Les Etats de la région des grands Lacs doivent renoncer aux politiques qui conduisent inévitablement à la production de réfugiés. Il faut dans cette perspectives , mettre en place des systèmes politiques démocratiques qui permettent la participation, sans aucune exclusive, de toutes les composantes de la population. Au plan des mentalités l’idéologie de l’exclusion et de la violence doit être combattue et extirpée par toutes les mesures appropriées aux niveaux .
Il s’agit de :
-L’introduction dans les programmes scolaires de cours et enseignements sur la morale et la tolérance,
-L’élimination des médias et des discours politiques des expressions de nature à entretenir et à exacerber, les différences entre les communautés, et
-les négociation entre les Etats de la région des grands Lacs qui devront s’efforcer de résoudre rapidement la question des personnes déplacées et de la récupération de leurs biens, les négociations les plus urgentes devant se faire entre la République Démocratique du Congo et le Rwanda, La Tanzanie et le Burundi, l’Ouganda et le Soudan.
3° La Nationalité
La question de la nationalité se pose dans l’ensemble des Etats de la région des Grands Lacs dans la mesure où, volontaire ou involontaire, ancien ou récent, le phénomène migratoire y constitue un phénomène de structure et un élément critique que l’évolution récente est venue aggraver.
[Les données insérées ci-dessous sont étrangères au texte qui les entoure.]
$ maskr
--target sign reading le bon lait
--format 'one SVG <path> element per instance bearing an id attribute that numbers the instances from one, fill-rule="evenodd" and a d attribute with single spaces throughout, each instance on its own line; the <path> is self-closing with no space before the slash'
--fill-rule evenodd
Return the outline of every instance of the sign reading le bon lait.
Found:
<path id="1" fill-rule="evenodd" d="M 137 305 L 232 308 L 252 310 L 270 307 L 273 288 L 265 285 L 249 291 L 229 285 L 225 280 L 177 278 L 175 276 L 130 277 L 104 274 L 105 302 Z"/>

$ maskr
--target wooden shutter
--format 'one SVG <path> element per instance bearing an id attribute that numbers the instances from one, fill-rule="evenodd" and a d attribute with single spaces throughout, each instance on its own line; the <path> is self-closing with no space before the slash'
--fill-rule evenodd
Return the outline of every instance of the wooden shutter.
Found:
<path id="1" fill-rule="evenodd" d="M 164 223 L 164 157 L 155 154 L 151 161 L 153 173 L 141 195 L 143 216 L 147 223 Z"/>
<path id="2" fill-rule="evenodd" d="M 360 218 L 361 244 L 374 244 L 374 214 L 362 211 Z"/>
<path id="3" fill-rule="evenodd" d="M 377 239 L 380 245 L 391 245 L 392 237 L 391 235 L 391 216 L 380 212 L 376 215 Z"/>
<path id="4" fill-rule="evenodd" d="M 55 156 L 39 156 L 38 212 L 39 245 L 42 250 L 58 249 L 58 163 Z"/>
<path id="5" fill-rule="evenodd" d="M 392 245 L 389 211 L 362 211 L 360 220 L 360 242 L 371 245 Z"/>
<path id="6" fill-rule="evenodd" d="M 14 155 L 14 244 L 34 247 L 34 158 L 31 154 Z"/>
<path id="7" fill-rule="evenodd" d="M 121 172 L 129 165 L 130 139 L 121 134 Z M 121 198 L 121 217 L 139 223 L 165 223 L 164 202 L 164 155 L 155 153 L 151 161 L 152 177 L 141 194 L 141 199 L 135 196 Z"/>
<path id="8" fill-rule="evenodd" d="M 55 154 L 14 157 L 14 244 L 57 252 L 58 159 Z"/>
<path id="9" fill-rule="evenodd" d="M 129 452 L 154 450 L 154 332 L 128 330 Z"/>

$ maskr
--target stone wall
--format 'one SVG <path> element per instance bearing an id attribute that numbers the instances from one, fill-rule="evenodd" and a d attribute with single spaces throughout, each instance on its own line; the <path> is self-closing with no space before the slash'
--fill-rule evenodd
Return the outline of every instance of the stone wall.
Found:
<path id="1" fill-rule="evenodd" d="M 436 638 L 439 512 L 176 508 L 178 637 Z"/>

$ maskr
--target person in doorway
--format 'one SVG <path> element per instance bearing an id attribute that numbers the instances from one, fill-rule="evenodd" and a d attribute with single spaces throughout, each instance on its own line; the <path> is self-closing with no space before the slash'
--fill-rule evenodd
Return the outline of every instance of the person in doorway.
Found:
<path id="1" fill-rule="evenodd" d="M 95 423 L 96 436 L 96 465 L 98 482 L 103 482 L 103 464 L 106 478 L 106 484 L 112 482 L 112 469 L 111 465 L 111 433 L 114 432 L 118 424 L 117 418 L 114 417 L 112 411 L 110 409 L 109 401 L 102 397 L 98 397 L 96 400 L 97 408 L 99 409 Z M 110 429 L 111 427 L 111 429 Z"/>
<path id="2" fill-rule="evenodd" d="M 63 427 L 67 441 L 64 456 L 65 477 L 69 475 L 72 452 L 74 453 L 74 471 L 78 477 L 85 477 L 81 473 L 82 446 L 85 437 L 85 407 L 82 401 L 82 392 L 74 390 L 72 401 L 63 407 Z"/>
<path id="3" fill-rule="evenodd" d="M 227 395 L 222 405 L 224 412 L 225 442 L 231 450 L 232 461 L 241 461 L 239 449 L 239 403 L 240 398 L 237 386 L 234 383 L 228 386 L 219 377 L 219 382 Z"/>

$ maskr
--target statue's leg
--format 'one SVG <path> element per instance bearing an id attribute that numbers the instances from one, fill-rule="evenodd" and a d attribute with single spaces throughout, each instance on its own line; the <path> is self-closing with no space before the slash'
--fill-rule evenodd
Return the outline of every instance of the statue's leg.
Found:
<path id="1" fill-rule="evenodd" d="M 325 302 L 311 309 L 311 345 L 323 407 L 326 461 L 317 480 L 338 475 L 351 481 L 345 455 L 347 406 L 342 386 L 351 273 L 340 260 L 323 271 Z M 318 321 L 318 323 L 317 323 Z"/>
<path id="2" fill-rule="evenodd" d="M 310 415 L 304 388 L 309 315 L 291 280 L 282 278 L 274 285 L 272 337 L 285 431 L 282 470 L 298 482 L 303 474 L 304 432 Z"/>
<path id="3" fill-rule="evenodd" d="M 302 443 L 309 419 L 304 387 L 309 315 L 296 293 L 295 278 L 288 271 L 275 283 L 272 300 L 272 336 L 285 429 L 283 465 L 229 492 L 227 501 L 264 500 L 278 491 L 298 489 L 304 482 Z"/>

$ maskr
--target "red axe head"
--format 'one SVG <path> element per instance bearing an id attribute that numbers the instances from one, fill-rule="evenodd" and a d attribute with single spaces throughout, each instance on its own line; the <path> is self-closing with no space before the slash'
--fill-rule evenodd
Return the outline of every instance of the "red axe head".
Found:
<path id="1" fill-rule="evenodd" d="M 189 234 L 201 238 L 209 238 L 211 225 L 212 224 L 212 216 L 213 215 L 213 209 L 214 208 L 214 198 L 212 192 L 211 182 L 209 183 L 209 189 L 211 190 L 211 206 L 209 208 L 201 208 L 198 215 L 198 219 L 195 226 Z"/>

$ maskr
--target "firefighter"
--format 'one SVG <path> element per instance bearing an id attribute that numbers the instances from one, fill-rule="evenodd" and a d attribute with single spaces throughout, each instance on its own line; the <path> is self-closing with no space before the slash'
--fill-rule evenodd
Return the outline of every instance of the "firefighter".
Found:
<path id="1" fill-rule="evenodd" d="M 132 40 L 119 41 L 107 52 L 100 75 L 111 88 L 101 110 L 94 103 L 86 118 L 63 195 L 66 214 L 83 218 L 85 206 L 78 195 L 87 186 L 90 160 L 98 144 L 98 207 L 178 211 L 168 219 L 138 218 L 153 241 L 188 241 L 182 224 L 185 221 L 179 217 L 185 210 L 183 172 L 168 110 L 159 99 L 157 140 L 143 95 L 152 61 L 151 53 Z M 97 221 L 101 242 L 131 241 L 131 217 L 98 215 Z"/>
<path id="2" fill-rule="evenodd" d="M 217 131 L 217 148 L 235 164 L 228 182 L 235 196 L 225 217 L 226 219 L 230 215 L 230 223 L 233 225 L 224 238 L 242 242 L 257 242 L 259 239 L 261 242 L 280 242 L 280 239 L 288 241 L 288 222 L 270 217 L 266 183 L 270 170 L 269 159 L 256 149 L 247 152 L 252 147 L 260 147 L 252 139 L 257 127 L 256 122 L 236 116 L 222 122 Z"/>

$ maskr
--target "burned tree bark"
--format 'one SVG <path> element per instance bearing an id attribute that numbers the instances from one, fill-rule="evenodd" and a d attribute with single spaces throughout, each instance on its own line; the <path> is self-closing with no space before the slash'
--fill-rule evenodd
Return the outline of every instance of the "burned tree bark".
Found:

En effet dans plusieurs Etats, les lois sur la nationalité ne font que prolonger les logiques malthusiennes , de nombreuses personnes souvent parmi les cadres dirigeants, se trouvent soupçonnées ou accusées d’être des étrangers.
Cette question revêt une gravité particulière dans la République Démocratique du Congo dont le peuplement se caractérise par une densité de la population plus élevée dans les zones frontalières qu’au centre du pays et par le grand nombre de populations transfrontalières que ce pays partage avec ses voisins. Chaque Etats doit régler la question de la nationalité tout en associant pour la solution la plus durable le cadre régional.
4° l’intégration régionale
La formule de l’intégration régionale n’est pas une simple coopération, de rapprochement très lâche entre les Etats qui n’auraient en définitive que peu d’engagements les uns envers les autres. Il s’agit d’une véritable intégration, impliquant des engagements contraignants entre des Etats.
Au stade actuel, il s’agirait de se limiter fondamentalement à une intégration économique mutuellement avantageux.
Pour réaliser cette intégration certains mécanismes, procédures et méthodes doivent être observés, à savoir : La démocratie et le respect de l’Etat de droit tant à l’intérieur par le respect des traités signés et des lois dont la violation menacerait la sécurité de la région ainsi que le respect de l’égalité des chances , des libertés sociales et du principe d’équité.